O projeto “Fio da Conversa”, que funciona desde o início de 2019 em Curitiba, reúne homens em ciclos para aprenderem a fazer tricô, enquanto conversam sobre a condição masculina na sociedade. A proposta é quebrar os estereótipos sobre ser homem. “Não há uma masculinidade, há masculinidades. O que há é um padrão hegemônico que tem sido construído há muito tempo, que chega a nós como única possibilidade de existir como homem”, complementa Seraphim.
Programa “E agora, José?”
Hermes Rangel, que é diretor do Sindipetro Unificado de São Paulo, expôs a experiência do programa “E agora, José?”, em Santo André (SP), que atende a homens encaminhados pela Justiça por terem praticado violência de gênero. O projeto nasceu como resposta ao previsto no artigo 35 da Lei Maria da Penha, que determina a criação de centros de educação para homens que sejam condenados por violência de gênero.
“O programa existe desde 2014, começou com o atendimento a 27 homens.
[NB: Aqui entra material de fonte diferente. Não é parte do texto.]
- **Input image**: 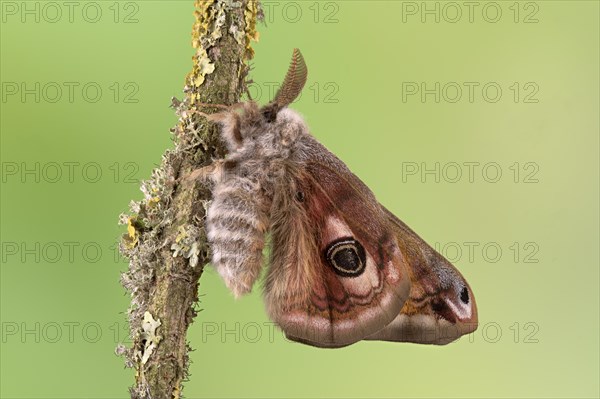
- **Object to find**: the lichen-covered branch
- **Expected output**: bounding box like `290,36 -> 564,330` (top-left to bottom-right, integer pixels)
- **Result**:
117,0 -> 260,399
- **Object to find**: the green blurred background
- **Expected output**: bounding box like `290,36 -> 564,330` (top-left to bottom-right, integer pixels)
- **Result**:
0,0 -> 599,398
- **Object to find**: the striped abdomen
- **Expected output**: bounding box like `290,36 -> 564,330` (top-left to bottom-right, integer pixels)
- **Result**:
206,180 -> 268,297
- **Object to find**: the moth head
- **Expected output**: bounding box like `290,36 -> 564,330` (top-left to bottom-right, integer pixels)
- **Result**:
208,49 -> 308,152
431,258 -> 478,334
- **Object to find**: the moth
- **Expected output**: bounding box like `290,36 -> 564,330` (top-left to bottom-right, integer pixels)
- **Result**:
189,49 -> 477,348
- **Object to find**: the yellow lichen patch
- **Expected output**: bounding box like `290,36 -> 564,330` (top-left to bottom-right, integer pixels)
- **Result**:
123,217 -> 140,249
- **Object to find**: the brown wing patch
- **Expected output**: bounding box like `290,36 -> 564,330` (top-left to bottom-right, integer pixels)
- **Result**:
265,142 -> 410,347
367,210 -> 478,344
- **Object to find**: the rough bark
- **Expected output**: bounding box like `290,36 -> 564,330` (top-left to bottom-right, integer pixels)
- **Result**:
117,0 -> 259,399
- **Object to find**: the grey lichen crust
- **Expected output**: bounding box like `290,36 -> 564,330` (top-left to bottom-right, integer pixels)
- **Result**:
117,0 -> 260,398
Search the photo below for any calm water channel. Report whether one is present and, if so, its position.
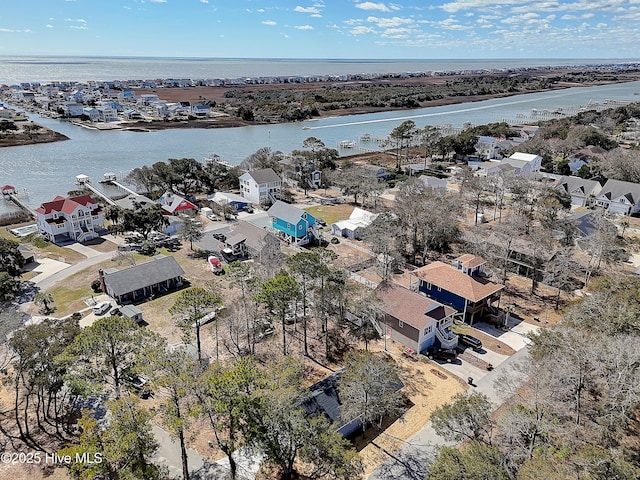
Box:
[0,82,640,213]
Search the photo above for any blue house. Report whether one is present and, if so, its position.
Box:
[268,200,317,245]
[411,254,504,324]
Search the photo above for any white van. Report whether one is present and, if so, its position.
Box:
[93,302,111,315]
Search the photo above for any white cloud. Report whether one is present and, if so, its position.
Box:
[349,27,376,35]
[356,2,391,12]
[367,17,415,28]
[293,6,320,13]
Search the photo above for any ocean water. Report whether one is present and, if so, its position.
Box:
[0,56,638,85]
[0,58,640,213]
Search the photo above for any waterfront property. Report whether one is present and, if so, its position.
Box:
[240,168,282,205]
[410,255,504,324]
[376,283,458,352]
[35,195,104,243]
[479,152,542,176]
[158,191,198,215]
[596,179,640,215]
[268,200,319,245]
[331,207,378,239]
[98,255,184,304]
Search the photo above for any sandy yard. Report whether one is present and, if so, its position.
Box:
[356,340,468,477]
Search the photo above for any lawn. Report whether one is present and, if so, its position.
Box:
[305,204,355,225]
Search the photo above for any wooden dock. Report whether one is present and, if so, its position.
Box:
[5,193,37,218]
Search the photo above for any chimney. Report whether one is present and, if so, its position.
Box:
[98,268,107,293]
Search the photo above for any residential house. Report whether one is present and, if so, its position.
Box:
[62,102,84,117]
[410,255,504,324]
[114,193,156,210]
[225,220,280,262]
[191,103,210,117]
[375,283,458,352]
[240,168,282,205]
[569,145,607,173]
[268,200,319,245]
[36,195,104,243]
[301,369,404,438]
[120,305,143,323]
[98,255,184,304]
[331,207,378,239]
[553,176,602,207]
[82,107,100,122]
[207,192,251,212]
[157,190,198,215]
[476,136,502,160]
[596,179,640,215]
[0,185,16,195]
[480,152,542,176]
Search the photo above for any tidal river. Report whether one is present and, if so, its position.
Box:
[0,82,640,213]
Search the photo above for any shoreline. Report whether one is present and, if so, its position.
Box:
[0,67,640,147]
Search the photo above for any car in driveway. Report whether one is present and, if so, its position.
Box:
[92,302,111,315]
[426,348,458,363]
[458,333,482,352]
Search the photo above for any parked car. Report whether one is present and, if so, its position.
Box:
[122,372,152,398]
[427,348,458,363]
[93,302,111,315]
[458,333,482,352]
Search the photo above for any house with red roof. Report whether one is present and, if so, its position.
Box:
[0,185,16,195]
[375,282,458,352]
[410,254,504,324]
[36,195,104,243]
[158,190,198,215]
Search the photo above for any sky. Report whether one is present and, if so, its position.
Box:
[0,0,640,60]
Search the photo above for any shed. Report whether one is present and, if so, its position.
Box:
[120,305,142,323]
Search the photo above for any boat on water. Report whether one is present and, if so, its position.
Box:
[338,140,356,148]
[204,153,233,168]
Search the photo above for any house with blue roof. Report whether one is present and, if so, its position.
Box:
[268,200,318,245]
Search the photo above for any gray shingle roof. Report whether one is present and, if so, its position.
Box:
[247,168,281,185]
[599,179,640,205]
[267,200,312,225]
[103,257,184,296]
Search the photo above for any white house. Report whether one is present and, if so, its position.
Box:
[596,179,640,215]
[479,152,542,176]
[62,102,84,117]
[331,207,378,238]
[240,168,282,205]
[36,195,104,243]
[553,176,602,207]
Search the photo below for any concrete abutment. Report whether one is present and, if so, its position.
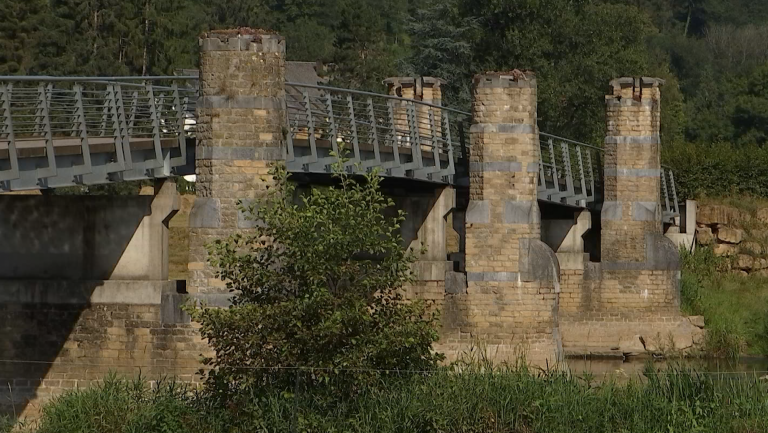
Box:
[0,30,701,414]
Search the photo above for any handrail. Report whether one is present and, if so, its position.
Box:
[0,75,200,82]
[539,131,605,152]
[285,81,472,116]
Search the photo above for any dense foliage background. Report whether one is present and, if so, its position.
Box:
[6,0,768,196]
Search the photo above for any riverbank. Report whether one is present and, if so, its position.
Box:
[681,241,768,358]
[10,364,768,433]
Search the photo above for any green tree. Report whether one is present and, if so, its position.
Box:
[192,160,442,399]
[401,1,477,110]
[0,0,50,75]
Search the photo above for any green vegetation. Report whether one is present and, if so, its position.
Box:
[681,248,768,357]
[22,364,768,433]
[190,159,443,400]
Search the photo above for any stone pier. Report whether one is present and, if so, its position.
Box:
[189,29,286,293]
[436,71,559,364]
[560,77,700,355]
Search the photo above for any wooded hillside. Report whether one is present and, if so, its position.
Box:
[0,0,768,196]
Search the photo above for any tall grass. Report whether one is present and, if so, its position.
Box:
[680,248,768,357]
[21,364,768,433]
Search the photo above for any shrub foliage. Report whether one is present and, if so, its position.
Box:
[193,161,442,398]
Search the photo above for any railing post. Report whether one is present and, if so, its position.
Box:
[170,81,187,170]
[0,83,19,182]
[363,96,381,167]
[73,84,93,176]
[347,93,360,166]
[148,83,166,170]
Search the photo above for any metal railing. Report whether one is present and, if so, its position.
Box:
[286,83,470,183]
[0,76,197,190]
[538,132,603,207]
[660,166,680,222]
[0,75,679,221]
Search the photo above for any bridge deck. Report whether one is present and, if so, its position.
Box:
[0,76,678,218]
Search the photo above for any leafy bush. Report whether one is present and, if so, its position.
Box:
[193,161,442,400]
[30,375,213,433]
[680,247,768,358]
[663,143,768,199]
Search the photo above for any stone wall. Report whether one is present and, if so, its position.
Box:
[435,71,558,364]
[0,181,179,280]
[559,77,703,355]
[696,203,768,276]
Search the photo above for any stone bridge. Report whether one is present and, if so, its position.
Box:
[0,27,701,414]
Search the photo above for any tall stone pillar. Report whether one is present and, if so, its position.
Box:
[598,77,679,313]
[189,28,286,293]
[446,71,559,363]
[601,77,664,263]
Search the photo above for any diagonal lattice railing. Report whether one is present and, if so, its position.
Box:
[0,75,679,220]
[286,83,469,183]
[0,77,197,191]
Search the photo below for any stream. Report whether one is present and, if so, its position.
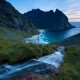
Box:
[0,46,65,80]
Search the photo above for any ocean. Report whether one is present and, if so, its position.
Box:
[25,22,80,44]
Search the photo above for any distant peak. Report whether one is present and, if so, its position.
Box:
[49,10,54,13]
[32,8,41,11]
[55,9,61,13]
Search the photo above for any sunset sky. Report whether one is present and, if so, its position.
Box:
[7,0,80,22]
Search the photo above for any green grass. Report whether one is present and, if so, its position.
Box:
[37,45,80,80]
[0,27,38,41]
[0,39,56,63]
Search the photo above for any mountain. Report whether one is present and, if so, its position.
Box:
[24,9,74,30]
[54,33,80,46]
[0,0,37,39]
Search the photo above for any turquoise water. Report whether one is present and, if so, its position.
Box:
[26,22,80,44]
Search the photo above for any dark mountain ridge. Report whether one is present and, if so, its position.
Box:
[24,9,74,30]
[0,0,37,40]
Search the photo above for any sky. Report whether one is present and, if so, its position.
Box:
[7,0,80,22]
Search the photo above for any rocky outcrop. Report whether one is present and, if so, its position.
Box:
[24,9,74,30]
[0,0,35,32]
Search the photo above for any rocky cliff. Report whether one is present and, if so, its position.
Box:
[0,0,37,40]
[24,9,74,30]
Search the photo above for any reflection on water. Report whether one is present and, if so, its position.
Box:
[25,28,80,44]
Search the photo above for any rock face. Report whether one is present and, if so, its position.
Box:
[0,0,35,31]
[24,9,74,30]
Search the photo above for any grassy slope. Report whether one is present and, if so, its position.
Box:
[37,45,80,80]
[0,27,37,41]
[55,33,80,46]
[0,39,55,63]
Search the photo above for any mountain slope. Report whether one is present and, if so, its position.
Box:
[0,0,37,40]
[55,33,80,46]
[24,9,74,30]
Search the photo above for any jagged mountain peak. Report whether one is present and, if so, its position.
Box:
[24,9,74,30]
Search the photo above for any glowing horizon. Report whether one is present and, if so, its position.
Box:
[7,0,80,22]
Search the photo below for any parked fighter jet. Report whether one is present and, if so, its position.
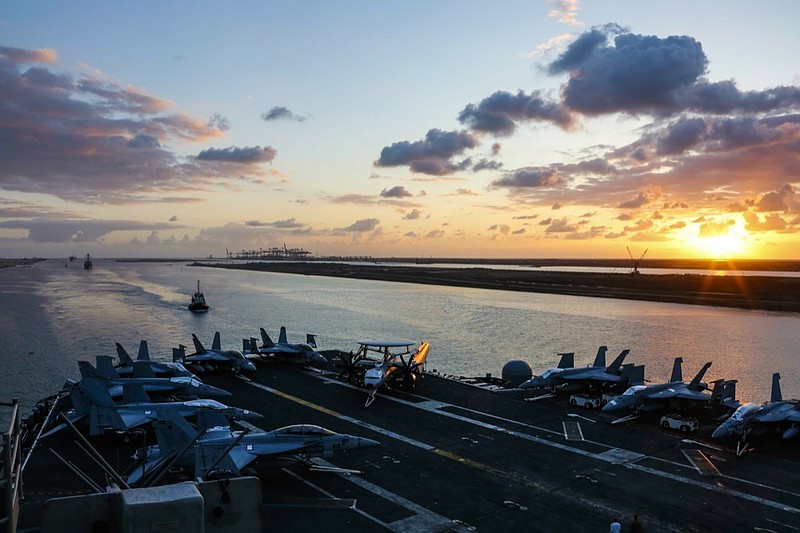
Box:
[128,413,379,485]
[519,346,630,391]
[603,357,712,411]
[711,372,800,449]
[114,340,197,377]
[47,378,263,435]
[242,326,328,366]
[78,355,231,398]
[341,340,430,407]
[172,331,256,374]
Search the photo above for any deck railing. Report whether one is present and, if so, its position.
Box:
[0,399,22,533]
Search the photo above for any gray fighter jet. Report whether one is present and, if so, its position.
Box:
[78,355,231,398]
[47,378,263,435]
[519,346,630,391]
[603,357,712,412]
[242,326,328,366]
[711,372,800,448]
[114,340,197,377]
[128,413,379,485]
[172,331,256,374]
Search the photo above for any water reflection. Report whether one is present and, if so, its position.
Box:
[0,260,800,424]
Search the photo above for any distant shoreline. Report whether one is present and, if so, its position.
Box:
[192,262,800,313]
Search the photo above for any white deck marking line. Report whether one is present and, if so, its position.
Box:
[261,374,800,514]
[236,418,453,532]
[281,468,392,530]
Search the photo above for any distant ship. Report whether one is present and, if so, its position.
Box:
[189,280,208,313]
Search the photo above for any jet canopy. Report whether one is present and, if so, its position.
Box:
[275,424,336,437]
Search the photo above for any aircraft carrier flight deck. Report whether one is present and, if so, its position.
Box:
[15,352,800,533]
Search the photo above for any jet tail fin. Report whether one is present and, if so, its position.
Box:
[78,361,105,379]
[192,332,206,353]
[78,378,116,407]
[686,361,711,390]
[769,372,783,402]
[598,346,631,374]
[122,383,152,403]
[669,357,683,383]
[172,344,186,364]
[133,360,156,378]
[556,352,575,368]
[619,363,644,386]
[115,342,133,366]
[260,328,275,348]
[306,333,317,349]
[136,339,150,361]
[592,346,608,367]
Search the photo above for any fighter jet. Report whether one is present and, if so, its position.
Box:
[114,340,197,377]
[711,372,800,448]
[47,378,263,435]
[341,340,430,407]
[78,355,231,398]
[172,331,256,374]
[519,346,630,391]
[128,413,379,485]
[242,326,328,366]
[603,357,712,412]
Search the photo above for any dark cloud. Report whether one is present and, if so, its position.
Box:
[0,218,176,243]
[657,118,706,155]
[549,26,708,115]
[244,217,305,229]
[0,47,238,203]
[756,183,800,212]
[339,218,381,233]
[197,146,278,165]
[381,185,414,198]
[261,106,306,122]
[489,167,564,189]
[458,91,572,135]
[374,129,478,176]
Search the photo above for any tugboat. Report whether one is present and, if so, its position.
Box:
[189,280,208,313]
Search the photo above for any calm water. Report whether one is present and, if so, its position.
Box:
[0,260,800,426]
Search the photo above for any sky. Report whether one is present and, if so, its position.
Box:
[0,0,800,259]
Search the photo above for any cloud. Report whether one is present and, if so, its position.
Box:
[403,209,422,220]
[261,106,306,122]
[0,47,239,203]
[381,185,414,198]
[697,220,735,237]
[756,183,800,212]
[244,217,305,229]
[197,146,278,165]
[547,0,583,26]
[0,218,179,243]
[339,218,381,233]
[458,91,572,135]
[374,129,478,176]
[489,167,564,189]
[549,25,708,115]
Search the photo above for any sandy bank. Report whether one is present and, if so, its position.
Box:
[194,262,800,313]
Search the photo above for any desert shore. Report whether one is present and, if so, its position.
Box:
[194,262,800,313]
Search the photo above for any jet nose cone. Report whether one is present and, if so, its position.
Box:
[603,400,619,412]
[711,424,731,439]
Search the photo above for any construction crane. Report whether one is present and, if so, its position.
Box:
[625,246,649,275]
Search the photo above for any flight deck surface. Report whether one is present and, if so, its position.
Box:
[17,356,800,533]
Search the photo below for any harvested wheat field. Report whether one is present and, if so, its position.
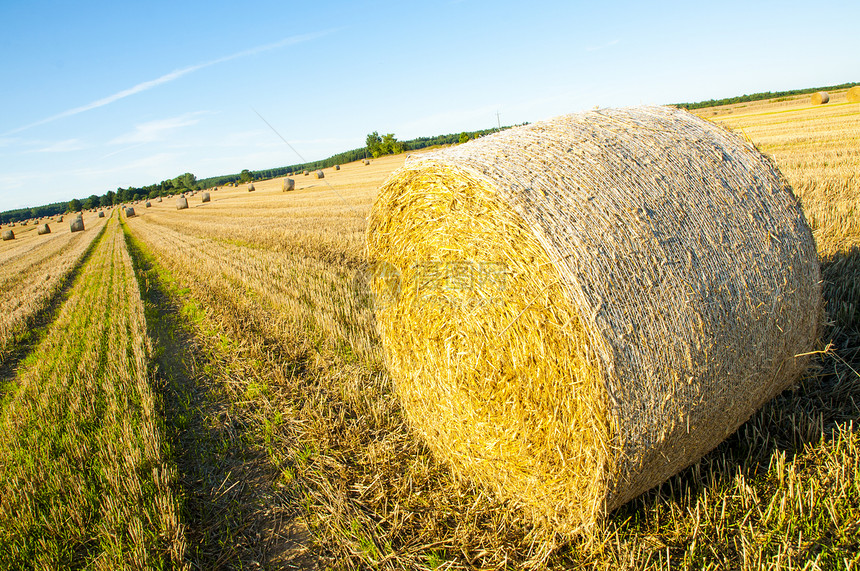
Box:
[0,95,860,570]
Hoje já são mais de 300 homens atendidos. E nenhum deles retornou para o grupo. Então, em tese, a gente acredita que eles estão repensando as suas masculinidades, as suas violências. Pelo menos saíram do programa com alguma motivação, com algum questionamento para tomarem cuidado com as suas atitudes”, explica.
O programa prevê 26 encontros: dois para entrevistas individuais, 20 em grupo, e quatro quadrimestrais após o encerramento para avaliação sobre como os homens estão se sentindo e se comportando. Atualmente, em razão da pandemia, os encontros estão sendo realizados em três salas virtuais, com dois facilitadores em cada uma delas.